NAME¶
strfry - string operation
SYNOPSIS¶
#include <string.h>
char *strfry (s1, s2)
char *s1, *s2;
DESCRIPTION¶
The arguments
s1 and
s2 point to strings (arrays of characters
terminated by a null character). The function
strfry may or may not
alter
s2 or
s1. This function does not check for overflow of the
array pointed to by
s1.
strfry will encrypt
s1 using
s3 as the key. (
s3 is a
character pointer and contains random garbage from the stack.)
s2 will
then be copied to the memory pointed to by the
NULL pointer. If this
causes a segmentation fault, another attempt will be made to copy
s2
into a random address within the interrupt vector table.

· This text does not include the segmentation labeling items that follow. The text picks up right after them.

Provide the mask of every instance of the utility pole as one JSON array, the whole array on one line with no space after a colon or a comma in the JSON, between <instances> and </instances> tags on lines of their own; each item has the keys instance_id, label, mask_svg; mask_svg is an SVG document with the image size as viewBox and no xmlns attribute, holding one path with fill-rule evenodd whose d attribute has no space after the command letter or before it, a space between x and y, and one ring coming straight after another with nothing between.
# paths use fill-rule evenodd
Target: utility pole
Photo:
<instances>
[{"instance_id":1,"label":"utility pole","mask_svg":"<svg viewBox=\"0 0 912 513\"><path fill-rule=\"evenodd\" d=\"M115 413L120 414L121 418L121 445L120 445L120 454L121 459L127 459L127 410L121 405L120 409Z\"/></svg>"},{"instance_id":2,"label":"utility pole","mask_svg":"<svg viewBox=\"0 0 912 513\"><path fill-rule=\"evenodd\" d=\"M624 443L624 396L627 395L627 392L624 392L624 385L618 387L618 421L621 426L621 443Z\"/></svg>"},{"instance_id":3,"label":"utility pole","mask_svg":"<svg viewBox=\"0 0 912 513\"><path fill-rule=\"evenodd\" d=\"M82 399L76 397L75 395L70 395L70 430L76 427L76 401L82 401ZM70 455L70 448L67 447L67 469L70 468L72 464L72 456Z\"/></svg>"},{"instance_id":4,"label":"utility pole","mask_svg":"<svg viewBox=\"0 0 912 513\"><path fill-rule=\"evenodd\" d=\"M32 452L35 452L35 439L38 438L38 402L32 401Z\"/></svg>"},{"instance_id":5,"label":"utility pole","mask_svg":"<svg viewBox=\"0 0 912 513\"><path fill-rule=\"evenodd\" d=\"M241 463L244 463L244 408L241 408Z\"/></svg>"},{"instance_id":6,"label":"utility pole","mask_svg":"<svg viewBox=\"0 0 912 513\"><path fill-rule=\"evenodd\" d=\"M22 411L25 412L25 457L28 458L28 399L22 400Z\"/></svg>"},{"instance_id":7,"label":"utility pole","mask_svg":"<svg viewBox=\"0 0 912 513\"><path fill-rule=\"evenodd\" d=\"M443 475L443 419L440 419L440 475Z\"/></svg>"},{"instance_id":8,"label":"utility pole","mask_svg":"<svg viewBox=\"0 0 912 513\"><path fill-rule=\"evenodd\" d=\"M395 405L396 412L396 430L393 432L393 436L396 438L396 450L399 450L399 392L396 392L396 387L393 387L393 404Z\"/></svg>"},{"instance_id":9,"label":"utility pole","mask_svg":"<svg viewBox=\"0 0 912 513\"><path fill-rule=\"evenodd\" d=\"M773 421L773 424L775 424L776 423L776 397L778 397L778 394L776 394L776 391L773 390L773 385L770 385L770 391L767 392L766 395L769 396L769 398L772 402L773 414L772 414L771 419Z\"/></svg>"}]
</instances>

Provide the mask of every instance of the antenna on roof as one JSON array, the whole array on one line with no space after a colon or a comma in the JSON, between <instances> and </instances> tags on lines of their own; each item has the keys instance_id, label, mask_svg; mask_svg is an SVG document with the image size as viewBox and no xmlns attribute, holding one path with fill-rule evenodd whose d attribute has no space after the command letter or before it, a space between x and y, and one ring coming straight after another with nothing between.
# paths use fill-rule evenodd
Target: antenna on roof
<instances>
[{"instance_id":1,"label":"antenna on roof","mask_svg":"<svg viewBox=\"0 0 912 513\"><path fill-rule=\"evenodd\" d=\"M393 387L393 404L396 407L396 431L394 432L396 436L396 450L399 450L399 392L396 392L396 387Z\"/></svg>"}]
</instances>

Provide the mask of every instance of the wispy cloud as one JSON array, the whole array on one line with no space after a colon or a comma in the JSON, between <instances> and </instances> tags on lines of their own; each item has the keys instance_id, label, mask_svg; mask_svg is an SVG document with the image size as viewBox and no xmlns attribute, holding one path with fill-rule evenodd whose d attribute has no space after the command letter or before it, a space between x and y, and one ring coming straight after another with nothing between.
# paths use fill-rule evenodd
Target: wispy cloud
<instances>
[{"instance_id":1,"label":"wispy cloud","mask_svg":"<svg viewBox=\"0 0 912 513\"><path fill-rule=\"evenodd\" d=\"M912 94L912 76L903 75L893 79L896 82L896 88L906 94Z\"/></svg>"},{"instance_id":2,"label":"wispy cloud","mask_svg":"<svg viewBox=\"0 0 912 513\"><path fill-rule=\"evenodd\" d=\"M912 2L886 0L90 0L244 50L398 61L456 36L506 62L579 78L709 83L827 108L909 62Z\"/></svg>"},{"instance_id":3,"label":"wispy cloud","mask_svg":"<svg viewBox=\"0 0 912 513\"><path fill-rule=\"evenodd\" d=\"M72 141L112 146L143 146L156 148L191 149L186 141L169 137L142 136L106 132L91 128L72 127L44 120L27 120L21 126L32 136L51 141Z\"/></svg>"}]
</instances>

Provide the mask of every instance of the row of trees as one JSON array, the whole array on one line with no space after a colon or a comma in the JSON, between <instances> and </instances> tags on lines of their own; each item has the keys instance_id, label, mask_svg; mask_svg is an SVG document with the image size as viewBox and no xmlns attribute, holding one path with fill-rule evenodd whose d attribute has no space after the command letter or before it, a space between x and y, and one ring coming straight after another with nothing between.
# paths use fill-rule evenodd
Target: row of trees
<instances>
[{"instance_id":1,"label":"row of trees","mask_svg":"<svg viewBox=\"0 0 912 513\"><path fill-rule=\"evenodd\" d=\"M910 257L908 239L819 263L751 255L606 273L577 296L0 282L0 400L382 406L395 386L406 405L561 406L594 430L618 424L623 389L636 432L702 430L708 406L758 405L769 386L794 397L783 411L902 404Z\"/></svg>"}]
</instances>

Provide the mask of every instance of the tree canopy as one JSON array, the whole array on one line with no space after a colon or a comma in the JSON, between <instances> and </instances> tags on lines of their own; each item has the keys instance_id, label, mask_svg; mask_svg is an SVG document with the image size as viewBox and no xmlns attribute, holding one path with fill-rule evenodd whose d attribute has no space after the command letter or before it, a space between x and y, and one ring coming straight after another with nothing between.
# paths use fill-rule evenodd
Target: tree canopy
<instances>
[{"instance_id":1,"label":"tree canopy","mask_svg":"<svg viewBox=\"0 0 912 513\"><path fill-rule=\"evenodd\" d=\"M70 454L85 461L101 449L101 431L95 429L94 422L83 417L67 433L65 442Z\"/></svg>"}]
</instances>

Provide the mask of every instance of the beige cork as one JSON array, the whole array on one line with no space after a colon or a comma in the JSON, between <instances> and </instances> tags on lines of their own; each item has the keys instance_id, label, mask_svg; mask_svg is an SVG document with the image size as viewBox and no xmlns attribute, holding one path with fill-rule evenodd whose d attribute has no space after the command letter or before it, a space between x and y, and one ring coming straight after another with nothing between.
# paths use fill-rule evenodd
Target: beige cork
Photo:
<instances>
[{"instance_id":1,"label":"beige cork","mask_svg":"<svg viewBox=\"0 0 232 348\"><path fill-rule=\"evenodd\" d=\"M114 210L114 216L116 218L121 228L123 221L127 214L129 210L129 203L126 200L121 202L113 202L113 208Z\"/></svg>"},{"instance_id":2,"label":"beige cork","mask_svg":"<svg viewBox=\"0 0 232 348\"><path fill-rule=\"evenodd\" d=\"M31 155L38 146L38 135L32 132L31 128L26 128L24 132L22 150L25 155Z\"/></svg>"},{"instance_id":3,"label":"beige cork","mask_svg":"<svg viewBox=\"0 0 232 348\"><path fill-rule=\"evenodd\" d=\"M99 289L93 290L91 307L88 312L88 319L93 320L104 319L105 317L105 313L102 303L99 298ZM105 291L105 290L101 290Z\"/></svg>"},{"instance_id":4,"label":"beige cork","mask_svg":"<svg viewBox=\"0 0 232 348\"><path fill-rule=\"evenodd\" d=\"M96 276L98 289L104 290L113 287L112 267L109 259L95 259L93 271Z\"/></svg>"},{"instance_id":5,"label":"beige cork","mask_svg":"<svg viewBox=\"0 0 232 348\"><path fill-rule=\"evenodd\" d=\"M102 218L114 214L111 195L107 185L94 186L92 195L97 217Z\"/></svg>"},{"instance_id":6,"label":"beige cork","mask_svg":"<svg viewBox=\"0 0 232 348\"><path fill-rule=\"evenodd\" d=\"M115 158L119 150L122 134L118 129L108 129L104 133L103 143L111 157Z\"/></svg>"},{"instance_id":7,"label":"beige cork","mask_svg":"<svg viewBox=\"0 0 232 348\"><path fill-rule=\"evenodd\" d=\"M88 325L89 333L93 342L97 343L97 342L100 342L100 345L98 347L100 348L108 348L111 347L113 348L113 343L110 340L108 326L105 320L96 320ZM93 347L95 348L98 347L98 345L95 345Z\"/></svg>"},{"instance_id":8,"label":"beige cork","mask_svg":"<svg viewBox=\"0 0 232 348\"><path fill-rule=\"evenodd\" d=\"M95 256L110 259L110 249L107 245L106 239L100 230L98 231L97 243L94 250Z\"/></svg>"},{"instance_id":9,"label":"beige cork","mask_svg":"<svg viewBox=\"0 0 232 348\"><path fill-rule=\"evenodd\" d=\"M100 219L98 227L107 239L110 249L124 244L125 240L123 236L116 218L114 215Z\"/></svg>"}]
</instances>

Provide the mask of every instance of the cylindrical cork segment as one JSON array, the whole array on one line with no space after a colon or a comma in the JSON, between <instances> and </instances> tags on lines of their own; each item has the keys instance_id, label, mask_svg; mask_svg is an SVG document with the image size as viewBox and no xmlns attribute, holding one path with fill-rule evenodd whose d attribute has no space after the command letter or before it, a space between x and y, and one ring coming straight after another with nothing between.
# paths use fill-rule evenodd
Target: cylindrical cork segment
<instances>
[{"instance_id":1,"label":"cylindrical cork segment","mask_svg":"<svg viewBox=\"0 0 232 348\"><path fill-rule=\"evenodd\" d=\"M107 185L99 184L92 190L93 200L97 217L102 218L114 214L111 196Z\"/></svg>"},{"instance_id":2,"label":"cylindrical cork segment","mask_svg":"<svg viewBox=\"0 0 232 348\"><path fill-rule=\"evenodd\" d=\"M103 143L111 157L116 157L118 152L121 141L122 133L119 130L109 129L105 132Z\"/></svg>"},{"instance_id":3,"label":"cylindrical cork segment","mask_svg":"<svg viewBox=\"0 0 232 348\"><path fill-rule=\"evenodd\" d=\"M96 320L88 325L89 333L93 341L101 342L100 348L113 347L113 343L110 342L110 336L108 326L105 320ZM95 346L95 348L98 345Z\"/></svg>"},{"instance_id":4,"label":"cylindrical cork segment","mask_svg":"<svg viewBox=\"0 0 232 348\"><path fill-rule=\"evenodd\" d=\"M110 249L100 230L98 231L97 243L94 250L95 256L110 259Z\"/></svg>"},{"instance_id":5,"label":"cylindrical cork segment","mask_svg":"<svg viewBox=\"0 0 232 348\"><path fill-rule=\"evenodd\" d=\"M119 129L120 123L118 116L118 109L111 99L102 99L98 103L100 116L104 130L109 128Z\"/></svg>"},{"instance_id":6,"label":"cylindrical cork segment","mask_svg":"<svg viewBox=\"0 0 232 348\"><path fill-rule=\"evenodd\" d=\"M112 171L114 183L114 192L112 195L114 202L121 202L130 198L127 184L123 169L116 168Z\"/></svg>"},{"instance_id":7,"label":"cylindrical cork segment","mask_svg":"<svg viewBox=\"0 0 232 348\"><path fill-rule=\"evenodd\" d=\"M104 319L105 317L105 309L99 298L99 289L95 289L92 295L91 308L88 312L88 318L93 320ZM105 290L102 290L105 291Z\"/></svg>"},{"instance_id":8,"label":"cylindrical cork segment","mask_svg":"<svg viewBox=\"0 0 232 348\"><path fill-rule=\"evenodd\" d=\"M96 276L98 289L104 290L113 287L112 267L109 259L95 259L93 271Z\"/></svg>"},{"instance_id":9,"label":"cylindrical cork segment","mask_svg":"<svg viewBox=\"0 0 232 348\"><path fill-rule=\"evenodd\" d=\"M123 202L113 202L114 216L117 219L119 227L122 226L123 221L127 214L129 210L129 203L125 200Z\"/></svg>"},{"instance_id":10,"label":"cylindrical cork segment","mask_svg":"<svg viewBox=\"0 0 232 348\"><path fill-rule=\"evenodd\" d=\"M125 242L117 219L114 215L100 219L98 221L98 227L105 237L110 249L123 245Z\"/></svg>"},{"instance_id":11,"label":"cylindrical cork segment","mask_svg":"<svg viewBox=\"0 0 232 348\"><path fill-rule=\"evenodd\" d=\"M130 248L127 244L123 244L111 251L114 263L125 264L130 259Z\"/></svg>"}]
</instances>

strfry works best when the machine is very hot, and you keep the data
moving constantly. Unless your memory devices are teflon coated.
NOTE¶
In systems where
strfry is installed, make certain permissions are set as
shown for /dev/kmem:
crw-rw-rw- 1 root sys 0, 0 May 6 13:40 /dev/kmem
BUGS¶
In certain machine architectures
strfry doesn't always crash the system
in the first attempt. In these systems, you should execute it in a loop at
least three times. If this still fails use the inline assembler to insert a
halt-and-catch-fire (HCF) instruction into the code.
Character movement is performed differently in different implementations. Thus
overlapping moves may yield surprises.